If you can retrieve the data from the database and look at it in a hex editor
and it has the byte sequence 0xe9 there then the problem is the data stored
in the db. If you retrieve it that way and the hex sequence is 0xc3 0xa9
then the data in the database is correct and somewhere in the mysql python
bindings or sqlalchemy the data is going through a series of decode and
encode operations that result in it being encoded as latin-1 instead of
utf-8.
-Toshio
The problem seems to be mysqldb connector, it has problems when
working with unicode, setting it explicitly to use utf8 helps to
keeping it from converting to ascii, and then you need to force
mysqldb to not use it's internal unicode functions (they have
problems, leaks, exceptions and whatnot), it will return a bytecode
string, which with genshi it gives trouble as is not a regular string,
you' ll need to convert it to unicode (something genshi can work with)

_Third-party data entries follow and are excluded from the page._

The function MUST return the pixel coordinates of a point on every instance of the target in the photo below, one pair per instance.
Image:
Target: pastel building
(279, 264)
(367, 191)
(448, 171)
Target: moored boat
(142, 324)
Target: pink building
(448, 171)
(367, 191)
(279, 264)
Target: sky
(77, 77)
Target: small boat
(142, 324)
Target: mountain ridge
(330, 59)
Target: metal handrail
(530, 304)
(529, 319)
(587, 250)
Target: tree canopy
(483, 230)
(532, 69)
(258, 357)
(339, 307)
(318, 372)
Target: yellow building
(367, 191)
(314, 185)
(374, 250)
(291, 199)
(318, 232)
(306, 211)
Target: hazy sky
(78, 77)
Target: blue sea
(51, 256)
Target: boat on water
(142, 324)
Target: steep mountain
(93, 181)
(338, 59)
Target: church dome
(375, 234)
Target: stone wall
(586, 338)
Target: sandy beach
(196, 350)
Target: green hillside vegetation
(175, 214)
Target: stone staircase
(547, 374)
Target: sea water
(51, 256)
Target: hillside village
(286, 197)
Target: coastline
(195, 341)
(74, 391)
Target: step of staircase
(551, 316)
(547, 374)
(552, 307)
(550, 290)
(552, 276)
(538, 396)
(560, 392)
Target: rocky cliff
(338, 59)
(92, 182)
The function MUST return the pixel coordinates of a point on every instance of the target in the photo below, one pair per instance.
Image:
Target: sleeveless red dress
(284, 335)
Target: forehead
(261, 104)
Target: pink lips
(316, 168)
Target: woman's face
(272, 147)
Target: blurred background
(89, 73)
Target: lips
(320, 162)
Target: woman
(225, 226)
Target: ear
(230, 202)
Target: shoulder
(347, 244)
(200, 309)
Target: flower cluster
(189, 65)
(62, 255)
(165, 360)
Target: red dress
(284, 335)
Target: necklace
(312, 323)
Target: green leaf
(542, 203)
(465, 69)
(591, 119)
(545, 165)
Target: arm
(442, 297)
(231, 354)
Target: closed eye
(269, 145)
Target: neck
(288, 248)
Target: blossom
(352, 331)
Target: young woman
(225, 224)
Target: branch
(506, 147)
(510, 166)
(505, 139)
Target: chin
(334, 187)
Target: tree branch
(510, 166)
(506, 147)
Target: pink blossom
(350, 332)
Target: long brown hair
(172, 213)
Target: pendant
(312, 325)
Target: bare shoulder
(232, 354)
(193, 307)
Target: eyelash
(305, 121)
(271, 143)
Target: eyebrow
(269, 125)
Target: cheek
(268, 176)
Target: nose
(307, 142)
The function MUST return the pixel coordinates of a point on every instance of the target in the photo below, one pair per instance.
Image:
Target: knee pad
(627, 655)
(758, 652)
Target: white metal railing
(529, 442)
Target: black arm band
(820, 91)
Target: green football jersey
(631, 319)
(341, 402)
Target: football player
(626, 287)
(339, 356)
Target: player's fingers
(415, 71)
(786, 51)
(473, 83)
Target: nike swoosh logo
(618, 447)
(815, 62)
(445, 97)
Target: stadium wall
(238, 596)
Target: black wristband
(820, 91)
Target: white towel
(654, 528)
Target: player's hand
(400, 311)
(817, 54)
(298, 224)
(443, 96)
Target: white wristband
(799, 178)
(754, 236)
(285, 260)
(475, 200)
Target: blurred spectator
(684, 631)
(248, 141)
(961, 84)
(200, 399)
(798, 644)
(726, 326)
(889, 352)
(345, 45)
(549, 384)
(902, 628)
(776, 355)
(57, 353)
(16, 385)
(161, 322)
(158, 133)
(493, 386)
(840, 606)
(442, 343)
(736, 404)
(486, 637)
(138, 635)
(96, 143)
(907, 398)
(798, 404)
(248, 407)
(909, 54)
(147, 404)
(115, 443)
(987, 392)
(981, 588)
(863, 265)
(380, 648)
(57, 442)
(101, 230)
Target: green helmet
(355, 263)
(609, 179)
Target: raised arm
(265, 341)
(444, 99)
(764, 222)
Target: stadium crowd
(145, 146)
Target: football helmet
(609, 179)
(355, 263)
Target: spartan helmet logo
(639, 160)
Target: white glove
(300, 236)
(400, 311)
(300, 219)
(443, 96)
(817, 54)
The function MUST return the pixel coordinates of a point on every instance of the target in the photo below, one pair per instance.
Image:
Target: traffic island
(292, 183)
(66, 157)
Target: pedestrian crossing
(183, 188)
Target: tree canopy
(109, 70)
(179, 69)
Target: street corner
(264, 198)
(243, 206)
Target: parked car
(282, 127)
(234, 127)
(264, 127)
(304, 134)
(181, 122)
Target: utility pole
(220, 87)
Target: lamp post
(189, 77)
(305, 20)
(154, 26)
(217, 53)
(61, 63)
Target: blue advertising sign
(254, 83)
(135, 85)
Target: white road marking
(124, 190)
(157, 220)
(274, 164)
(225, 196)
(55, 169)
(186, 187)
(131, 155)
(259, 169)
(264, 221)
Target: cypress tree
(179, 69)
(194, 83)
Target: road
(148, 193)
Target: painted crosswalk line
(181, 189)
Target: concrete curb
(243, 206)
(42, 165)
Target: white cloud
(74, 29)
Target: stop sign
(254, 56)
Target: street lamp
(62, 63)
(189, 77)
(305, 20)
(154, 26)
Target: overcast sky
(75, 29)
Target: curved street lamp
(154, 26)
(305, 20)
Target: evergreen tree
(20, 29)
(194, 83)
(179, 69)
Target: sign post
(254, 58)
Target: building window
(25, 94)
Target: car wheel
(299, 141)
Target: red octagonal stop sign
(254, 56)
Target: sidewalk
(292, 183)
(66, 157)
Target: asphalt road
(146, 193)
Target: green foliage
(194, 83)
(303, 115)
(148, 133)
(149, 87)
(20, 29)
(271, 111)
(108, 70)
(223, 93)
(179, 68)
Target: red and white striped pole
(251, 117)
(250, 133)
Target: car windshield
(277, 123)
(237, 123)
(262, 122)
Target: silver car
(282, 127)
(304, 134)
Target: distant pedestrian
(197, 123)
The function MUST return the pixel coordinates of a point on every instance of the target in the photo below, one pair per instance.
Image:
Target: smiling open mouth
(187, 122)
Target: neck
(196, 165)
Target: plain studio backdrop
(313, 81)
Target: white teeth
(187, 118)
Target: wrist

with something else, sqlalchemy can do the work for you, adding the
option convert_unicode.
It was a blast drilling though the documentation, mailing list,
traceback and code to find this. Bottom line, use another DB with a
proper DBAPI driver or use another driver for MySQL.
Regards,
Carlos Daniel Ruvalcaba Valenzuela
> I'm not sure what I did wrong.
>
>
> Is the default template from sprox not <meta content="text/html; charset=UTF-8"/> by chance?
>
>
> Any recommendations on how I can resolve my UnicodeDecodeError?
>
>
> Thanks.
>
>
>
>
>
>
>
>
>
>
>
>
>
>
>
>
>
>
>
> --
> Bob Tanner <tan...@real-time.com> | Phone : 952-943-8700
> http://www.real-time.com, Linux, OSX, VMware | Fax : 952-943-8500
> Key fingerprint = F785 DDFC CF94 7CE8 AA87 3A9D 3895 26F1 0DDB E378
Listen I have been on this same problem it's not genshi or anython it's python itself just find the site.py in the python/Lib/site.py and look for
def setencoding():
"""Set the string encoding used by the Unicode implementation. The
default is 'ascii', but if you're willing to experiment, you can
change this."""
encoding = "ascii" # Default value set by _PyUnicode_Init()
you see the encoding = "ascii" change to look like this encoding = "utf-8" and the whole problem is gone.
Yes the solution is that EASY